Train loss is decreasing and numbers are normal, but when looking to validation loss, it is very high (usually between couple of hundreds to 1500) and it is not decreasing at all. What am I doing wrong?

aza · April 3, 2021, 6:37pm

without additional information it’s impossible to tell if the that loss value is not to be expected in this situation. At a first glance it seems like the issue could be that there is not enough signal in the (training) data for the model to be able to generalize to the validation set + it’s overfitting to the training set (hence the improvement in training loss)

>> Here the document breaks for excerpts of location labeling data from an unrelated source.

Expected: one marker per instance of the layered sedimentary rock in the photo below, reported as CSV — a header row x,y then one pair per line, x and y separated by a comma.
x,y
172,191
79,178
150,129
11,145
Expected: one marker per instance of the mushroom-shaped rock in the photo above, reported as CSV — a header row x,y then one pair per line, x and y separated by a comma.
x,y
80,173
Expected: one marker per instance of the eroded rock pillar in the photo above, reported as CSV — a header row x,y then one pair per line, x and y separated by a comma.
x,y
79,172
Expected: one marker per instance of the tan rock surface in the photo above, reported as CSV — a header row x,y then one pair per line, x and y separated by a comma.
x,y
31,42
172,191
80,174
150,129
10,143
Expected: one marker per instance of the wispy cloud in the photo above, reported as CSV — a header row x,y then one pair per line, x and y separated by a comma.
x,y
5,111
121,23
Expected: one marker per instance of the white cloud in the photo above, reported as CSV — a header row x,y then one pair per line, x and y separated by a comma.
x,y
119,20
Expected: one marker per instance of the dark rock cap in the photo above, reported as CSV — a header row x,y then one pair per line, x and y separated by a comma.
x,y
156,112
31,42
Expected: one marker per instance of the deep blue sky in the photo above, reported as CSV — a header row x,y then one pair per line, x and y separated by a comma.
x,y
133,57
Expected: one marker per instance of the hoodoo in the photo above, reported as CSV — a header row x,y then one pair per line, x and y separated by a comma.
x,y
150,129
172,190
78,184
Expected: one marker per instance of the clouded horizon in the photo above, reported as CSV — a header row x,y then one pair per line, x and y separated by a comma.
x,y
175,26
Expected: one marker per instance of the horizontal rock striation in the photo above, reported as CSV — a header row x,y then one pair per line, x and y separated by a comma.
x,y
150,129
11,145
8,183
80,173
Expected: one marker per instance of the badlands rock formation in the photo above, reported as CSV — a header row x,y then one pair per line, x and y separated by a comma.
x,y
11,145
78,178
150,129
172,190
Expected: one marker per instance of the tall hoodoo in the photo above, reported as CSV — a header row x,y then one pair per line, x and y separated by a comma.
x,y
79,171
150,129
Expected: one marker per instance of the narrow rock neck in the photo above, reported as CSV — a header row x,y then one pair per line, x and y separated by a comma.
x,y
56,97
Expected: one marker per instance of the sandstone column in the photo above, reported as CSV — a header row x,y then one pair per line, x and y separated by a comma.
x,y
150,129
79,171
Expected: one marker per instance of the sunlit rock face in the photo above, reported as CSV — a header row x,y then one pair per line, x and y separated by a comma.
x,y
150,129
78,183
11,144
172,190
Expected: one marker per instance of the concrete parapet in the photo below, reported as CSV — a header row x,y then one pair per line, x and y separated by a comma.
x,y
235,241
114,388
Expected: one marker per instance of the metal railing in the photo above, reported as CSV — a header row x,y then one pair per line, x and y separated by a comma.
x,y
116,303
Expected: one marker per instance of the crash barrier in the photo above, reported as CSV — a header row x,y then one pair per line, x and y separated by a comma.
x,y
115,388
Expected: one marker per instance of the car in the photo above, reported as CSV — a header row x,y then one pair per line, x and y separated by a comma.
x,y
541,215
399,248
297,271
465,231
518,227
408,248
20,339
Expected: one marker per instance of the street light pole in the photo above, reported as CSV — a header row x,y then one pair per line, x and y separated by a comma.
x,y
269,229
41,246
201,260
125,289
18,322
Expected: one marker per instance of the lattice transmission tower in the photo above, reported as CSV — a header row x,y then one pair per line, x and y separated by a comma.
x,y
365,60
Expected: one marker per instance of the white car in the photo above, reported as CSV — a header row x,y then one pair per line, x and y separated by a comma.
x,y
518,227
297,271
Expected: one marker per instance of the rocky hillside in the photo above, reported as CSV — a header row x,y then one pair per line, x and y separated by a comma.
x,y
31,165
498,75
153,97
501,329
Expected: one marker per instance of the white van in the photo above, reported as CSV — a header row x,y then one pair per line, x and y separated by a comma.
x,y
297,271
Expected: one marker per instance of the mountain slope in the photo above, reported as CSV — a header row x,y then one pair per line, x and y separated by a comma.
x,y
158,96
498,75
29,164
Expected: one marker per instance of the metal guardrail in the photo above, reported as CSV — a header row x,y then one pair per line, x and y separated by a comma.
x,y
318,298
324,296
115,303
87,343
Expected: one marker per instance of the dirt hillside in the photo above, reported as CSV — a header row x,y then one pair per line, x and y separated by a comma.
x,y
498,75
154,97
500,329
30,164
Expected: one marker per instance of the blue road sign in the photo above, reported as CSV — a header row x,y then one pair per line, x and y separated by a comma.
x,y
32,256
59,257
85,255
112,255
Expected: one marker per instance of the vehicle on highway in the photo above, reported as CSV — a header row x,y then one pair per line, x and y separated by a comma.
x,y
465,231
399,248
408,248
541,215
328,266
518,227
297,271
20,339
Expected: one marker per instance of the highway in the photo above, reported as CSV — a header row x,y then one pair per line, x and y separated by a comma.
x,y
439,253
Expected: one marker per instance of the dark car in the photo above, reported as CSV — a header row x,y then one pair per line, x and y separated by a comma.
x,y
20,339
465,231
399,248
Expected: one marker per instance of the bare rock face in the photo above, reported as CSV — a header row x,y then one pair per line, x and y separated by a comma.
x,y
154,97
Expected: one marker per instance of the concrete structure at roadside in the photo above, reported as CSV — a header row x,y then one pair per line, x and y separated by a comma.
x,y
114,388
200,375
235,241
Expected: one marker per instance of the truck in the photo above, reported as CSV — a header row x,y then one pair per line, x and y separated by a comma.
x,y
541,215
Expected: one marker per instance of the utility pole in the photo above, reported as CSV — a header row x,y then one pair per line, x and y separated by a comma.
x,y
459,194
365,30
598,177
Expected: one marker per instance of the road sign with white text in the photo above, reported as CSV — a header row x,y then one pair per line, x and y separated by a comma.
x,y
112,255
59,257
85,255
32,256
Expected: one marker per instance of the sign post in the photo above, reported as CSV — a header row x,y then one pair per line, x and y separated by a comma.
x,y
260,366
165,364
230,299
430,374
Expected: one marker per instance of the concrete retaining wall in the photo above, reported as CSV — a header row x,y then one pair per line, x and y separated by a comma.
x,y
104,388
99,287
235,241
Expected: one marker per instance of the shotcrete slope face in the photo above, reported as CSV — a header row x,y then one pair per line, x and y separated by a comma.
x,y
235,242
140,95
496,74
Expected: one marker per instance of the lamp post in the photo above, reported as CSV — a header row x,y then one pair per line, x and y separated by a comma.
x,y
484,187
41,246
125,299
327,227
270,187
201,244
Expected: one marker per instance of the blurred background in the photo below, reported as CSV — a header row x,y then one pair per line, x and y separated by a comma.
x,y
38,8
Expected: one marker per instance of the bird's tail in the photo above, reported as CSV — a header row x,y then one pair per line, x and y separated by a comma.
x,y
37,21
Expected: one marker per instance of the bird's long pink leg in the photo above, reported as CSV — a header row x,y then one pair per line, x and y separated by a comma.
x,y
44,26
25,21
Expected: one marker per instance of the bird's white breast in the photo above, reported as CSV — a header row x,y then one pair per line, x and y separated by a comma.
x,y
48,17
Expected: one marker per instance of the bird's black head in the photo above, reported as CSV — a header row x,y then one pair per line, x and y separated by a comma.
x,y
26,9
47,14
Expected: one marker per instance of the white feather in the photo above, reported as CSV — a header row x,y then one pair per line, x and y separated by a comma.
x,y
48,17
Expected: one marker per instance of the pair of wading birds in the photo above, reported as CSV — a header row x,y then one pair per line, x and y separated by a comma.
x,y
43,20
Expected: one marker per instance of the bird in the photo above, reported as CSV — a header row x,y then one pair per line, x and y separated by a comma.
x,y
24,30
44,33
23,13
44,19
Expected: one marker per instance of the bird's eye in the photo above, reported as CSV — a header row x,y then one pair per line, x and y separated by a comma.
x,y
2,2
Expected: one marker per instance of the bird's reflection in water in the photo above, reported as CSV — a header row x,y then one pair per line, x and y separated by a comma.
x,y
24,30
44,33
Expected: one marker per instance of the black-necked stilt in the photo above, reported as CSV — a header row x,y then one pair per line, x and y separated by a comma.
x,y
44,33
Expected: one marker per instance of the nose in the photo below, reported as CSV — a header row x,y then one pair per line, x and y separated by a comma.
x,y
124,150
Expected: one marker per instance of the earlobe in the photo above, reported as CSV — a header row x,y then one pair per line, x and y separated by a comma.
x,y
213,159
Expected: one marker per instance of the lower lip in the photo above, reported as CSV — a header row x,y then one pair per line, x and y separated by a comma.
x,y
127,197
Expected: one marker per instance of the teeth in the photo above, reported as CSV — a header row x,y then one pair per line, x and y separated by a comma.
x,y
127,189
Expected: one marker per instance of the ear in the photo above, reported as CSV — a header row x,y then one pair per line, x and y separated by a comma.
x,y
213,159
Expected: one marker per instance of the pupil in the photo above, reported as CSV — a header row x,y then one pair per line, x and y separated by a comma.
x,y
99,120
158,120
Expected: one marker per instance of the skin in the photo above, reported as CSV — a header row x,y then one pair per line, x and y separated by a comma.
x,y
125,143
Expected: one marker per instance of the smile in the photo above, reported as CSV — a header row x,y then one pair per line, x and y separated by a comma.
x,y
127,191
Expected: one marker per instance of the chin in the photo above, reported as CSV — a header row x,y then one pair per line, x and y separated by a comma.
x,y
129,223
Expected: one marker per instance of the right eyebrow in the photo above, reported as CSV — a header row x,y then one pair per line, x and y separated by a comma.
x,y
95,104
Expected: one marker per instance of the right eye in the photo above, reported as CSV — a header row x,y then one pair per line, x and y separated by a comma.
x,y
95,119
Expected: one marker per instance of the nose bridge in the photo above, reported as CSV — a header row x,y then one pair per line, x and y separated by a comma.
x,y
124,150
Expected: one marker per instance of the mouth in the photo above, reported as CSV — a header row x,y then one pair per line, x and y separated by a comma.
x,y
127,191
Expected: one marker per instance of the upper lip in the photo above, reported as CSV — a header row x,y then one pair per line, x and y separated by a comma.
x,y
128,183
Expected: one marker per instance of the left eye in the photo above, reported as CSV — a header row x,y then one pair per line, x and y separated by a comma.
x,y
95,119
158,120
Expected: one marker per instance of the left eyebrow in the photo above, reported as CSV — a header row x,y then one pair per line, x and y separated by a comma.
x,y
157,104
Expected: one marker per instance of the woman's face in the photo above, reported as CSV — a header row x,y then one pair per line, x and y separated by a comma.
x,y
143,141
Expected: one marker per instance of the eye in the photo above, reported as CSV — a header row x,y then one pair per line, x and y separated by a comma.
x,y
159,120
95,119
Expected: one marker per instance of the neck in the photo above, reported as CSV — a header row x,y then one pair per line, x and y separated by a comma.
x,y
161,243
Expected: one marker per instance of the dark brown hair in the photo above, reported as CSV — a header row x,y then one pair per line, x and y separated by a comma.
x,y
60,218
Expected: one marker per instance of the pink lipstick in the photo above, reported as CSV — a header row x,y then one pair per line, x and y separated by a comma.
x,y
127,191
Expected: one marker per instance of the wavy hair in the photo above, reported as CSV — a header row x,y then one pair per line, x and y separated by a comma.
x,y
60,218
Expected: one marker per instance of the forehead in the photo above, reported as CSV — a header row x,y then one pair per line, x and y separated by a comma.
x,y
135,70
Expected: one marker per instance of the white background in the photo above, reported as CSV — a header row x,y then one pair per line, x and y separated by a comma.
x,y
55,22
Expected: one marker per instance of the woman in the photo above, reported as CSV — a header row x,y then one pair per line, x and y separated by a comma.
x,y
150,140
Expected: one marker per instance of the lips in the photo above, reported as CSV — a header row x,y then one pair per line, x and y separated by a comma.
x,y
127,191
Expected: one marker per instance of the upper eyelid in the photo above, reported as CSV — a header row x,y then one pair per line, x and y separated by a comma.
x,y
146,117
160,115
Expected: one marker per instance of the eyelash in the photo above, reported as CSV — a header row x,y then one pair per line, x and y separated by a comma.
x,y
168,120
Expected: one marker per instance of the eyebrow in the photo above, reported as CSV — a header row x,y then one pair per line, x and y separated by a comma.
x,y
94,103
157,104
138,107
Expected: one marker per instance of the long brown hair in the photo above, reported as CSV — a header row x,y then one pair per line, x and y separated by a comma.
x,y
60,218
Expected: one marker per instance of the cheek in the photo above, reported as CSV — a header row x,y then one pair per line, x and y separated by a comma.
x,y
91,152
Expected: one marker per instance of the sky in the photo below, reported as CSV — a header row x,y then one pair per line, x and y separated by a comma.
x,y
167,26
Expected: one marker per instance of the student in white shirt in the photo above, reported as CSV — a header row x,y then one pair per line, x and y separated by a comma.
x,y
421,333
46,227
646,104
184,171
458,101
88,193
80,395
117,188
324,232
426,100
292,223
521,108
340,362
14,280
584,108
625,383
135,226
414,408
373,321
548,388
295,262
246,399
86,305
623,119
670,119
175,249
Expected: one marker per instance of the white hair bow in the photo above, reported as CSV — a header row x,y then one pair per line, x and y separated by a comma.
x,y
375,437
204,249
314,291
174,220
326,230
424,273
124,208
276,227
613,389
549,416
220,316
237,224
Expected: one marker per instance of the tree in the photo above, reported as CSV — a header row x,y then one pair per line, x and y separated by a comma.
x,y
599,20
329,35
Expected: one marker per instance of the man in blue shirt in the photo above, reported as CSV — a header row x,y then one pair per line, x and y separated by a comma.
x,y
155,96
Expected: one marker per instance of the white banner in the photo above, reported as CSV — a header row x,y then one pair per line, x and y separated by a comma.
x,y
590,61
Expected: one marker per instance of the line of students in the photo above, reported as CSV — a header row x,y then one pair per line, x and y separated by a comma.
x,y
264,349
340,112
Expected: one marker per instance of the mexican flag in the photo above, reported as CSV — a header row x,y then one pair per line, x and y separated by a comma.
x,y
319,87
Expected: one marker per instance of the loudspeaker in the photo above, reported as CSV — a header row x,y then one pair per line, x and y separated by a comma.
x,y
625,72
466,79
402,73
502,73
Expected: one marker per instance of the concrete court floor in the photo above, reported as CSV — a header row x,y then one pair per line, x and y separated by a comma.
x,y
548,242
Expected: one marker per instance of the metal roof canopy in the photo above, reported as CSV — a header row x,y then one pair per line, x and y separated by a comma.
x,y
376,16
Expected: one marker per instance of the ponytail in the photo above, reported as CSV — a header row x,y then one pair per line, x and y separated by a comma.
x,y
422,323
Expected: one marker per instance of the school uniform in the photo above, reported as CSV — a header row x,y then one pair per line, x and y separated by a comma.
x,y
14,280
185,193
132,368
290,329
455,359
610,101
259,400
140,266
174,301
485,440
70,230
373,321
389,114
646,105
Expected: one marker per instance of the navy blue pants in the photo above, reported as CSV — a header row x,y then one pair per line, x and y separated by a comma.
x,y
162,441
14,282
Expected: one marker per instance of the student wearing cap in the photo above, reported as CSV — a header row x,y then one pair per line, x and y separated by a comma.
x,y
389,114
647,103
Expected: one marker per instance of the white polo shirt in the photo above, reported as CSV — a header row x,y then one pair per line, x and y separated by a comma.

Arturas_Druteika · April 3, 2021, 6:47pm

I will update my question after this reply. But for the overfitting part, it is not happening to that extent. When I evaluate results on the third set (test set) after the model already is trained, then the resuts are normal. I have printed the confusion matrix and the results look pretty normal. What I think is that somehow I am not doing this part correctly:

Arturas_Druteika:

model.eval()

with torch.no_grad():
    for batch in valid_loader:
    images = batch[0].to(device)
    labels = batch[1].to(device)

    preds = model(images)
    loss = criterion(preds, labels)
    total_loss_valid += loss.item()

I think somewhere in this part of the code something happens that produces these large loss results, even though my model is not overfitting.

Arturas_Druteika · April 3, 2021, 8:47pm

I found some interesting thing which I don’t understand. When I created my train and valid loaders I made the train loader batch size = 16 and valid loader = 1. The validation total loss was like 10 times the loss of train loss. Then I changed batch size to 16 and the validation loss became like twice as low as train loss. Then I set valid batch size to 32 and the loss became about 4 times smaller than train loss.
I’m still confused with how this thing works. Any help will be appreciated.

Arturas_Druteika · April 3, 2021, 9:13pm

Never mind, I understand it now. The problem (it is actually not a problem if you understand it) was that I was calculating total loss, and my train loader was about twice as big as valid loader. So if I set both loaders batch size to be 16 my train loss on average (if model is not overfitting) should be twice as big as valid loader.